Das Buch Jona wurde etwa im 3. Jahrhundert vor Christus [1] verfasst. Es ist eines der Prophetenbücher, aber im Gegensatz zu diesen, die hauptsächlich aus Aneinanderreihungen von Weissagungen bestehen, ist dieses Buch wie ein Roman verfasst. Eine andere Einzigartigkeit des Buches Jona [2] ist die Folgende: Jona ist der einzige Prophet des Alten Testaments, der zu einer heidnischen Stadt gesandt wird und darüber hinaus auch der einzige Prophet, der sich dem Auftrag Gottes widersetzt. Für Jona war es nicht hinnehmbar, den Feinden Israels den Vergebungswillen Gottes zu verkündigen.

Der Text besteht aus drei Teilen. Im ersten Teil wird Jona vorgestellt, der vor dem Auftrag Gottes flieht: er sollte in Ninive predigen - der Hauptstadt der Assyrer, der Feinde Israels - um ihre Einwohner zur Umkehr zu bringen. In Jafo besteigt Jona ein Schiff „um nach Tarschisch mitzufahren, weit weg vom Herrn“ (1,3). Während der Überfahrt erhebt sich ein heftiger Sturm. Der Kapitän fordert Jona auf, zu seinem Gott zu beten anstatt zu schlafen (V. 7). Aber als die Besatzung erfährt, dass Jona versucht, sich aus der Gegenwart Gottes zu entfernen, „da bekamen die Männer große Angst“(V. 10). Allerdings warfen sie ihn nicht ins Meer, um das Unwetter zu beruhigen, sondern auf seinen eigenen Wunsch hin und nachdem sie den Herrn zuvor im Gebet angefleht hatten, ihnen den Tod dieses Mannes nicht anzulasten (V. 14). Sobald sich das Meer beruhigt hatte, „ergriff die Männer große Furcht vor Jahwe und sie schlachteten für Jahwe ein Opfer und machten ihm viele Gelübde“ (V. 15). Der Autor stellt hier den Glauben der Heiden der Weigerung des Jona gegenüber, die eines hebräischen Propheten nicht würdig ist.

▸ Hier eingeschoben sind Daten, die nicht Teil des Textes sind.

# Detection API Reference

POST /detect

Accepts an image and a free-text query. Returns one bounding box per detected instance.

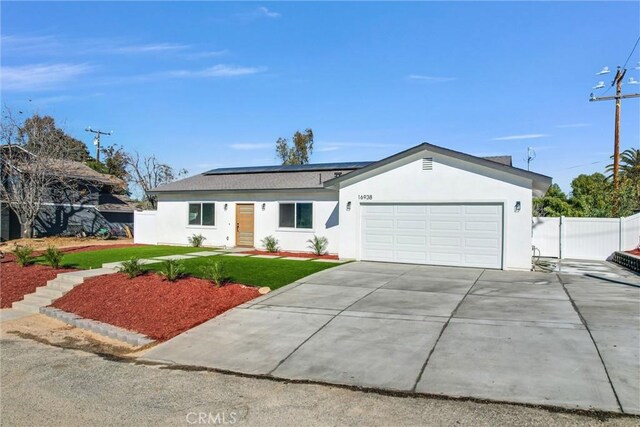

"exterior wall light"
[514,201,521,212]
[262,203,266,211]
[224,203,228,211]
[346,201,352,211]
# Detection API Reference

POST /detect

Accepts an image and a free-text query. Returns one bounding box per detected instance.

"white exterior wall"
[154,190,340,254]
[337,153,534,270]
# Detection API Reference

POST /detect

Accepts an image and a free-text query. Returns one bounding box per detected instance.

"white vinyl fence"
[133,210,157,245]
[532,213,640,260]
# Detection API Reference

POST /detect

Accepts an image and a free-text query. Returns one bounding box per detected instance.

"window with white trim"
[188,203,215,226]
[279,202,312,229]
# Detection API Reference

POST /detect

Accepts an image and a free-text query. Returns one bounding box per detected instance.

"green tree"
[533,184,575,217]
[275,128,314,165]
[19,114,90,162]
[569,173,612,217]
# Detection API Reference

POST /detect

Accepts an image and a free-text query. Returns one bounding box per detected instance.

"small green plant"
[261,235,279,253]
[188,233,206,248]
[43,246,64,269]
[118,258,146,279]
[307,235,329,256]
[201,261,228,287]
[11,245,34,267]
[157,259,185,282]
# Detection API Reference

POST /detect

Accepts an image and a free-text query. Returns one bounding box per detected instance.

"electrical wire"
[599,35,640,96]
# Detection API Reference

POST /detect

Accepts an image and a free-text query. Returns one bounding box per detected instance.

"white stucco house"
[141,143,551,270]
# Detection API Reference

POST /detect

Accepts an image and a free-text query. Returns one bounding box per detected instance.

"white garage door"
[361,203,503,269]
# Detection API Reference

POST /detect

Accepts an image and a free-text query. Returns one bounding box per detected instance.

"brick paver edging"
[40,306,155,347]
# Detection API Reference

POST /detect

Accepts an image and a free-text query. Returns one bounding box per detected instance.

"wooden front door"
[235,204,255,247]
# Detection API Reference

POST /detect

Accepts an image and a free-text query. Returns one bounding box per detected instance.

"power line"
[621,35,640,70]
[588,37,640,216]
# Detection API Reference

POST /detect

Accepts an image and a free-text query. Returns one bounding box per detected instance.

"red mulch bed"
[52,273,261,341]
[627,248,640,256]
[242,249,339,260]
[1,263,74,308]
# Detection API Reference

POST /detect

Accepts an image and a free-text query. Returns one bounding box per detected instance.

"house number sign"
[358,194,373,200]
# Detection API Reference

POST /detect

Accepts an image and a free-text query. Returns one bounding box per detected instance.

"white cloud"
[1,63,92,91]
[491,134,548,141]
[168,64,267,78]
[230,143,272,150]
[257,6,281,18]
[408,74,456,83]
[109,43,189,54]
[554,123,591,128]
[185,50,229,60]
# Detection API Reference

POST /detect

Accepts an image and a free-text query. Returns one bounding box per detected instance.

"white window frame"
[187,202,216,228]
[277,202,314,231]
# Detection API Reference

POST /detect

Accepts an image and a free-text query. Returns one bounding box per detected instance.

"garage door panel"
[396,205,427,215]
[465,237,500,249]
[464,205,501,215]
[429,205,463,215]
[396,219,426,230]
[464,221,500,232]
[396,235,427,245]
[430,221,463,231]
[361,203,503,269]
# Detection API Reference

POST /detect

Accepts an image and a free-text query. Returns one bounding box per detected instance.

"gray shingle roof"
[151,168,361,193]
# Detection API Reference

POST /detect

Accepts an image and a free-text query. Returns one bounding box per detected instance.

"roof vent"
[334,172,343,178]
[422,158,433,171]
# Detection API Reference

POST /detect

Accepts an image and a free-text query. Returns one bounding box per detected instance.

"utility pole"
[525,146,536,171]
[590,66,640,216]
[85,127,112,162]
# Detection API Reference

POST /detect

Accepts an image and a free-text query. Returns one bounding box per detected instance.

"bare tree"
[125,151,187,209]
[1,108,77,238]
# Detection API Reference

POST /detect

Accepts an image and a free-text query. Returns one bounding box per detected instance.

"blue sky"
[2,1,639,191]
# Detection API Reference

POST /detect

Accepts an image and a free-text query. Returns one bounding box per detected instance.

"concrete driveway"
[143,262,640,414]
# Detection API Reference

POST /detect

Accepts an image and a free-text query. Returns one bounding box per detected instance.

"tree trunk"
[21,221,33,239]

Aber der zweite Teil zeigt, dass im Gegensatz zu der Meinung der Matrosen, der Gott Jonas, nicht den Tod des Sünders will: ohne auf irgendwelche Bitten Seitens des Jona zu warten, eilt Gott diesem zur Hilfe. Er schickt ihm einen Fisch [3] , der Jona verschlingt und nach drei Tagen [4] wieder ans Ufer spuckt. Während dieser drei Tage betet Jona zu Gott, denn er bereut es, dem Willen Gottes nicht gehorcht zu haben. Er erkennt jetzt an, dass Gott der Retter ist und verspricht, ihm zu gehorchen (2,10).

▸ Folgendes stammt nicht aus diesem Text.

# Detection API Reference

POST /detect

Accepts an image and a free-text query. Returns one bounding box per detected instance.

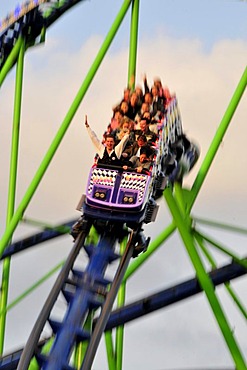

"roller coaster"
[0,1,247,369]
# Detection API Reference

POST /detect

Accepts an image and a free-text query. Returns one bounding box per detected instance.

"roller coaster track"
[0,0,86,70]
[16,230,89,370]
[15,220,134,370]
[0,252,246,369]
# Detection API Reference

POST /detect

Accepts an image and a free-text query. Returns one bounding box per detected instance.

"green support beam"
[128,0,139,89]
[190,66,247,210]
[105,330,116,370]
[113,1,140,368]
[164,185,247,369]
[194,232,247,321]
[115,238,128,370]
[0,37,23,87]
[195,230,247,270]
[0,39,25,354]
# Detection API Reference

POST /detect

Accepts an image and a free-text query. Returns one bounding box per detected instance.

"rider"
[85,115,130,166]
[123,147,152,173]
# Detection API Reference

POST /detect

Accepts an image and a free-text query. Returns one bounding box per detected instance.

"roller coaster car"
[72,97,200,257]
[72,162,158,257]
[79,163,159,225]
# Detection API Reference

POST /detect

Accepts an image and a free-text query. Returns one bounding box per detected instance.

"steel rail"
[1,256,246,369]
[81,232,134,370]
[17,231,86,370]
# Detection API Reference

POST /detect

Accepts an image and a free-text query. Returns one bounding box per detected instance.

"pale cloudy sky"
[0,1,247,369]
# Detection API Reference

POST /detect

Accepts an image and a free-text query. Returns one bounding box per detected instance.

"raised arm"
[84,115,105,158]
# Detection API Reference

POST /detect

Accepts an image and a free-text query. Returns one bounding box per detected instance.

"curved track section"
[0,256,246,369]
[17,229,89,370]
[0,0,86,69]
[80,232,134,370]
[17,221,134,370]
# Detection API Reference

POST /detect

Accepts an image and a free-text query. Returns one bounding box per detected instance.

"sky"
[0,0,247,369]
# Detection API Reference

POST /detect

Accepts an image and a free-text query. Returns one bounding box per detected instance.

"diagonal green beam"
[164,185,246,369]
[105,238,129,369]
[189,66,247,210]
[0,260,65,316]
[194,232,247,321]
[115,282,126,370]
[194,230,247,270]
[115,237,128,370]
[194,217,247,235]
[73,311,94,368]
[194,231,217,268]
[224,281,247,321]
[128,0,139,89]
[22,217,71,234]
[0,0,133,259]
[0,37,23,87]
[113,2,140,369]
[105,330,116,370]
[0,39,25,354]
[7,41,25,223]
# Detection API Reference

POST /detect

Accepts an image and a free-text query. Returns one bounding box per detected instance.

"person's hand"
[136,166,142,173]
[85,115,89,128]
[122,165,128,170]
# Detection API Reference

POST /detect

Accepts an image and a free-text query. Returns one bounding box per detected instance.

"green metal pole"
[194,217,247,236]
[0,0,133,258]
[105,330,116,370]
[0,268,10,353]
[128,0,139,90]
[195,233,247,321]
[22,217,71,234]
[173,183,192,222]
[2,260,65,315]
[190,66,247,209]
[115,282,126,370]
[0,39,25,354]
[194,231,217,269]
[115,238,127,370]
[194,230,247,270]
[28,337,54,370]
[164,186,247,369]
[224,281,247,321]
[7,42,25,221]
[0,37,23,87]
[74,312,93,368]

Im dritten Teil beauftragt Gott Jona von Neuem nach Ninive zu gehen und der Stadt mit ihrer Zerstörung zu drohen, falls sie nicht bereue. Jona gehorcht und bricht auf. Er verkündet der Stadt ihre baldige Zerstörung und ist hiermit erfolgreich: die Bevölkerung Ninives bekehrt sich zu Gott, legt ihr Büßergewand an und selbst der König setzt sich in die Asche als Zeichen der Reue und der Umkehr (3,6-9). Gott beschließt also die Stadt vor der Zerstörung zu bewahren (V. 10). Die gläubige Haltung der Einwohner Ninives, erbost Jona anstatt dass er sich darüber freuen kann. Er, der die Barmherzigkeit Gottes erfahren hat, kann nicht akzeptieren, dass Gott auch denjenigen gnädig ist, die Jona für schlecht und verloren ansieht.

Erzürnt über Gott, weil er sich überflüssig und von Gott ausgenutzt fühlt, geht Jona so weit, dass er Gott im Gebet bittet, ihm das Leben zu nehmen (4,3). Gott antwortet, indem er Jona bittet noch einmal darüber nachzudenken, warum er so zornig ist und fragt ihn nach dem Grund seiner Haltung: „Ist es recht von dir, zornig zu sein?“ (4,4).

Weil er wissen wollte, was mit der Stadt geschehen wird, setzt sich Jona in den Schatten eines Laubdaches, dass er selbst baute, und wartet. Gott lässt daraufhin eine Pflanze wachsen, um Jona Schatten zu spenden und dessen Wut zu beruhigen (4,6). Aber am nächsten Tag schickt Gott einen Wurm der die Pflanze eingehen lässt (4,7). Verstört durch den Verlust der Pflanze, bittet Jona Gott noch einmal, ihn sterben zu lassen (4,8). Gott befragt ihn erneut, um zu erfahren, ob Jona das Recht hatte, durch den Verlust der Pflanze verletzt zu sein. Jona bejaht dies. Gott vergleicht daraufhin die Beziehung Jonas zu dieser Pflanze, für die er nichts tat mit Gottes Fürsorge für die Stadt Ninive, ihren 120 000 Einwohnern [5] und deren Vieh.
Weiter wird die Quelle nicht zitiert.